Below are some of the major differences between entities registered either under the NEPZA and CAMA-
1. Under the NEPZA regulations, upon registration of an FTZ Enterprise under the NEPZA act, a license is issued to the entity. Thereafter, an application for a certificate of registration permitting the registered enterprise to operate in a specific FTZ must be submitted by the enterprise. The category of the certificate of registration to be applied for is determined by the objects of the enterprise. On the other hand, a company incorporated under the CAMA and issued with a certificate of incorporation by the Corporate Affairs Commission (CAC) is set to start operations and requires no additional license except for sector specific licenses to be issued by relevant regulatory authorities where it is to operate a specialized business.
2. The authorized share capital of each FTZ Enterprise may be denominated in either local currency (Naira) or the United States Dollars (US$). For a company incorporated under the CAMA, the share capital is required to be denominated in Naira.
3. The share capital of a n FTZ Enterprise may be altered by an “Owner’s Declaration” subject to the prior approval of the FTZ Authority, while the share capital of an incorporated Company under CAMA can only be altered either by way of consolidation, increase or reduction of shares by way of a resolution of the members passed at a general meeting.

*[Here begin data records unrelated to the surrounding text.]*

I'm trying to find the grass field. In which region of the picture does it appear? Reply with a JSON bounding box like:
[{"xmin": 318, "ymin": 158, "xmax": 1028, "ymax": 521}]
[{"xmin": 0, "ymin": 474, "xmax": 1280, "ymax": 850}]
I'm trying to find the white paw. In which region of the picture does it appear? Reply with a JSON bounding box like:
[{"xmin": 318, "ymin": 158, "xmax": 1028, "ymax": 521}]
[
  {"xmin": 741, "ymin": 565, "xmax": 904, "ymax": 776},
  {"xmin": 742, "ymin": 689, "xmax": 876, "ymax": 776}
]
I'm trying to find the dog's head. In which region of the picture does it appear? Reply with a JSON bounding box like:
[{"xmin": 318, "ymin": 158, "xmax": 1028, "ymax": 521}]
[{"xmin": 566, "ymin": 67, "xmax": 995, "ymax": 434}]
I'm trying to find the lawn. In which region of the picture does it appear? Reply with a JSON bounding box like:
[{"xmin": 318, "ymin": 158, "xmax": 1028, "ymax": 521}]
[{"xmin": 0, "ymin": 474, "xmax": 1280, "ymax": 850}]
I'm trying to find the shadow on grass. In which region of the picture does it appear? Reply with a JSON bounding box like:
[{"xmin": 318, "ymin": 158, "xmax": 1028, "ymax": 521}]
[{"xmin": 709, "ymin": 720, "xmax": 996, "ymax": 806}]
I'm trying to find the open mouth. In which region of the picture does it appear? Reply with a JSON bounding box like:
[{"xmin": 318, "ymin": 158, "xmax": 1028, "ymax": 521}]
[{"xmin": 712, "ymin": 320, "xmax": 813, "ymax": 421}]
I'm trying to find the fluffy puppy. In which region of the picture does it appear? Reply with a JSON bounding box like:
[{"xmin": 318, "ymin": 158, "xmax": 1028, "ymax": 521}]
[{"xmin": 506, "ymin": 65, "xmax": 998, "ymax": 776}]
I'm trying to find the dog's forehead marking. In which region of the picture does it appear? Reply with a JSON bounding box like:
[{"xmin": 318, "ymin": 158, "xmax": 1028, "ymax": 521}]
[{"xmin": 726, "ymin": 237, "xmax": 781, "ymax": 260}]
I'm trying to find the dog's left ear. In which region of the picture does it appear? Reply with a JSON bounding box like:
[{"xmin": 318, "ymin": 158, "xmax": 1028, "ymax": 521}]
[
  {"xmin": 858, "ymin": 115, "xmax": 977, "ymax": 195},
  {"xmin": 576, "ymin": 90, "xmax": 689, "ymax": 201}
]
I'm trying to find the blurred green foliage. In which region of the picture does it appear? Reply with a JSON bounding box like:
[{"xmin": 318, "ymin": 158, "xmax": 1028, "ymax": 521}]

4. A registered FTZ Enterprise has no limit regarding the number of its shareholders as it may have one or more shareholders while a company incorporated under the CAMA is always expected to have a minimum of 2 shareholders and a maximum of 50 in the case of a private company and an unlimited number for a public company.
5. In an FTZ establishment, no share may be issued unless the capital is fully paid, while for companies registered under the CAMA, the authorized share capital need not be fully paid up before shares are issued to shareholders.
6. The name of an FTZ Enterprise must end with the acronym of the FTZ within which it is located, such as “XYZ LFTZ” if in Lagos. Additionally, an FTZ Enterprise may change its name by the “Owner’s Declaration” subject to the proposed new name being approved by the Authority. In the case of a company registered under the CAMA its name could either end with Limited or Plc which indicates whether it is a private company or public company, respectively. The name of such a company can only be changed by a special resolution of the shareholders subject to the approval of the Registrar- General of the CAC.
7. In an FTZ enterprise, the licensee has the power to appoint and remove any director and the secretary, while for a Company registered under the CAMA a director and secretary of a company can only be removed by following the procedure laid down by the CAMA which requires the approval of the shareholders and directors respectively.
8. The deregistration of an FTZ Enterprise from the FTZ Authority’s Register may be done either by the Authority in the case of a breach of the Enterprise license terms or voluntarily where the FTZ Enterprise wishes to cease operating in the FTZ. The winding up of a company under the CAMA is effected by either the court, voluntarily by members of the company or subject to the supervision of the court.
Given that FTZ Enterprises are given a number of concessions especially with regard to the payment of taxes, the setting up of FTZs in Nigeria is a useful tool for attracting foreign direct investment into Nigeria. There is however need for the implementation of measures which will ensure that the processes being carried out by the FTZs Authorities are conducted and concluded in a seamless manner.